A tendência de queda da mortalidade infantil observada neste estudo evidencia o compromisso do Brasil em Reduzir a Mortalidade Infantil, o quarto Objetivo de Desenvolvimento do Milênio, tendo o país alcançado a metade - 15,7 óbitos por 1.000 NV - da meta estabelecida, antes do prazo previsto para 2015.14 No período de 2000 a 2010, a mortalidade infantil no país passou de 26,6 para 16,2 óbitos por 1.000 NV; as regiões Nordeste e Norte apresentaram as maiores taxas de redução da mortalidade infantil (5,9% e 4,2% ao ano, respectivamente), contribuindo para diminuir a amplitude das diferenças de mortalidade entre as grandes regiões do país.11 Diferentes circunstâncias e intervenções realizadas no âmbito do setor público contribuíram para o progresso na sobrevivência infantil observado no Brasil nas últimas décadas, entre elas: (i) a universalização da assistência médica assegurada pelo Sistema Único de Saúde, com diminuição das desigualdades no acesso e na cobertura do SUS; (ii) as mudanças socioeconômicas e demográficas; (iii) os programas de transferência condicionada de renda; (iv) as melhorias nas condições de saneamento; (v) os programas de promoção do aleitamento materno e de imunização; assim como (vi) a implementação de muitos programas nacionais e estaduais para melhorar a saúde e a nutrição infantil.5,6
No Brasil, o componente da mortalidade infantil que apresentou a menor redução foi o componente neonatal.
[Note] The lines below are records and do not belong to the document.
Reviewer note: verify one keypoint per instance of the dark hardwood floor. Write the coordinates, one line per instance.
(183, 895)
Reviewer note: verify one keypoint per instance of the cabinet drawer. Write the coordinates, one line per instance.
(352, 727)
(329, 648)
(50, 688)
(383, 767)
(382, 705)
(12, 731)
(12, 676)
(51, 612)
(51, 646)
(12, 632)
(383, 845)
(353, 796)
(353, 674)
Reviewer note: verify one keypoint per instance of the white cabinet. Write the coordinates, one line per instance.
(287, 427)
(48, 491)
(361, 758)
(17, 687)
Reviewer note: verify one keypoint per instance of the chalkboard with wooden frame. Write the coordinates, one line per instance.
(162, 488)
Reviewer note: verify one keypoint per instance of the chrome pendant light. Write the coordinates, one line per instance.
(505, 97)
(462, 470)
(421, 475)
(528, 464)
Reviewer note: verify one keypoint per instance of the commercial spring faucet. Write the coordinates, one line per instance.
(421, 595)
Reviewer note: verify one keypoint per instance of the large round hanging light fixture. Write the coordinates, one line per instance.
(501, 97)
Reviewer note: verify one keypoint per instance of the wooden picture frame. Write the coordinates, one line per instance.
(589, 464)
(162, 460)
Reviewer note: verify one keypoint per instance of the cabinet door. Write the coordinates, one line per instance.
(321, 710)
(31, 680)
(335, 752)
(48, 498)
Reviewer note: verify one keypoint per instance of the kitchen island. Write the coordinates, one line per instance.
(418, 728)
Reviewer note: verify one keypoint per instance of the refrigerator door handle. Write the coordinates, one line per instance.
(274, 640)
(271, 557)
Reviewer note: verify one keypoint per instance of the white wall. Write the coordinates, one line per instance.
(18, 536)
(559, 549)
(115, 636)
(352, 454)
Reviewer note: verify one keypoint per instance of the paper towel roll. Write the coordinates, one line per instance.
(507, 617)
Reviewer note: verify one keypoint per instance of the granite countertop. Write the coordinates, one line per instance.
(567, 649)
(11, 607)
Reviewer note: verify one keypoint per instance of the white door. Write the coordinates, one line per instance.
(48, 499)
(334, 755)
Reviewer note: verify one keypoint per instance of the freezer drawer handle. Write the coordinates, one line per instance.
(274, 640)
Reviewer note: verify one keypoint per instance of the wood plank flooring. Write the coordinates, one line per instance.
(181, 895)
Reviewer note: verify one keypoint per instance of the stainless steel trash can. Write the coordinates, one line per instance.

Da mesma forma, observou-se nas últimas décadas um aumento da proporção do componente neonatal precoce.6,7 No ano de 2015, 70% dos óbitos infantis ocorreram no período neonatal, 54% deles nos primeiros sete dias de vida.5 A pesquisa ‘Nascer no Brasil’ revelou que as maiores taxas de mortalidade neonatal referiram-se às regiões Norte e Nordeste, enquanto as menores taxas foram observadas nas regiões Sul, Sudeste e Centro-Oeste.8 Permanece o desafio de reduzir a mortalidade neonatal, especialmente de seu componente neonatal precoce, ao qual se deve uma abordagem específica das desigualdades regionais.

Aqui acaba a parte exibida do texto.